Other than issuing an Executive Order in 2013 directing the government to develop
voluntary cyber standards for privately-held assets considered critical to national security, and
to increase sharing of cyber attack information with companies (Salant 2013), the White House
finds itself at an impasse. Although corporations are now advocating for solutions to the cyber
security problem where before they simply stalled, their lobbying efforts continue to focus on a
few areas deemed non-negotiable. The overall corporate wish-list includes no regulatory
apparatus, which the Obama administration has largely assented to, but the lobbyist insist that
there will be no information sharing without assurances of freedom from liability and
negligence (Salant 2013).
10. Conclusion:
As of February, 2015 Obama is still stumping for some sort of compromise on the cyber
legislative agenda.
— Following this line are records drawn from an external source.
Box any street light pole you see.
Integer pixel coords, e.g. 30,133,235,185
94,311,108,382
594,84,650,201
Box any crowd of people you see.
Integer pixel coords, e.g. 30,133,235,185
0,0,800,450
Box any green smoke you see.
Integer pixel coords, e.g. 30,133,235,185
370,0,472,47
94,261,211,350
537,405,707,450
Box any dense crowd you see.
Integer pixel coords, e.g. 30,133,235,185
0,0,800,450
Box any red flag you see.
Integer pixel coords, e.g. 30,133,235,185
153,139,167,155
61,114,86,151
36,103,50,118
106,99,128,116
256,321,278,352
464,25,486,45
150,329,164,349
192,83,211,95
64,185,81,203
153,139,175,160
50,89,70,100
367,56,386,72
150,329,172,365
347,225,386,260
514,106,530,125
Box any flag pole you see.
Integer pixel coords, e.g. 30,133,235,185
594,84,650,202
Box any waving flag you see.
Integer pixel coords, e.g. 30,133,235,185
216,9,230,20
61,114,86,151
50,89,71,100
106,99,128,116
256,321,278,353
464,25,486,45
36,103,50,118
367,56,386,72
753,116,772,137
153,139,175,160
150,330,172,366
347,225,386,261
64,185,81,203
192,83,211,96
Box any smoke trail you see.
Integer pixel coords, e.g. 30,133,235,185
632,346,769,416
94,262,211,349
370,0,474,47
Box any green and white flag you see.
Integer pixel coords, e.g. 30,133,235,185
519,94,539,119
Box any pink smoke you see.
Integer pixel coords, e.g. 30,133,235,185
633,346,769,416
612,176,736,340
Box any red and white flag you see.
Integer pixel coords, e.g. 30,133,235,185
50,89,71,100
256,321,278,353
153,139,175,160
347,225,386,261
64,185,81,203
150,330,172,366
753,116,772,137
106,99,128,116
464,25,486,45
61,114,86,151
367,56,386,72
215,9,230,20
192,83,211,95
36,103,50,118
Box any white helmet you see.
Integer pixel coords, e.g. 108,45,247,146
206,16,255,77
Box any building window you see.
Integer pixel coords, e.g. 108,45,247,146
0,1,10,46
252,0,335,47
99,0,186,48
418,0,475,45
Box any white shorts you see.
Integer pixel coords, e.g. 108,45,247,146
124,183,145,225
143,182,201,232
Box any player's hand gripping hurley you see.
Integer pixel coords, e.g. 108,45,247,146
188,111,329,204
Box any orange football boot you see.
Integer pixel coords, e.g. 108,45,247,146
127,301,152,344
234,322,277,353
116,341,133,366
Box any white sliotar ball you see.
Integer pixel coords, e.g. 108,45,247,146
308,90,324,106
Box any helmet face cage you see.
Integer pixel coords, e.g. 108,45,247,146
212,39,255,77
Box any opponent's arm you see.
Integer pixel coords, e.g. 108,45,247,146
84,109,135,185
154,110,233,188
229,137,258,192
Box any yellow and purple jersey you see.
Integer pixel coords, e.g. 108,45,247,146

At the Summit on Cybersecurity and Consumer Protection hosted by
Stanford University a weary Obama made yet another plea, "It’s one of the great paradoxes of
our time that the very technologies that empower us to do great good can also be used to
undermine us and inflict great harm," Mr. Obama said, addressing the summit (Maza 15). It’s
easy to picture him sighing. Through a confluence of language, equating cybercrime with cyber
terrorism and financial instruments with the national security infrastructure, there has been a
great flip in the script. Sensing a White House willing to compromise, businesses feel they can
lobby for a regulatory regime that wasn’t, instead looking for voluntary compliance. Despite
James Lewis, a cyber-security expert at the Center for Strategic & International Studies, flatly
conclude[ing] that “the market has failed to secure cyberspace. A ten-year experiment in faith-
based cyber security has proven this beyond question.” (Etzioni 2011) corporations persist in
the idea. Honestly, who could blame them? With the NSA conducting corporate espionage on
their behalf, and the possibility that they might be immunized to prosecution for liability and
negligence if they are able to get their agenda passed, why would corporations want to spend a
red cent on cybersecurity? Of course there is the idea that consumers won’t be protected and
citizens’ civil rights might be trampled, but a good PR department can right any sinking ship.
Especially when they don’t have to spend money on the lawyers they would normally need to
defend themselves from compliance violations and class action lawsuits.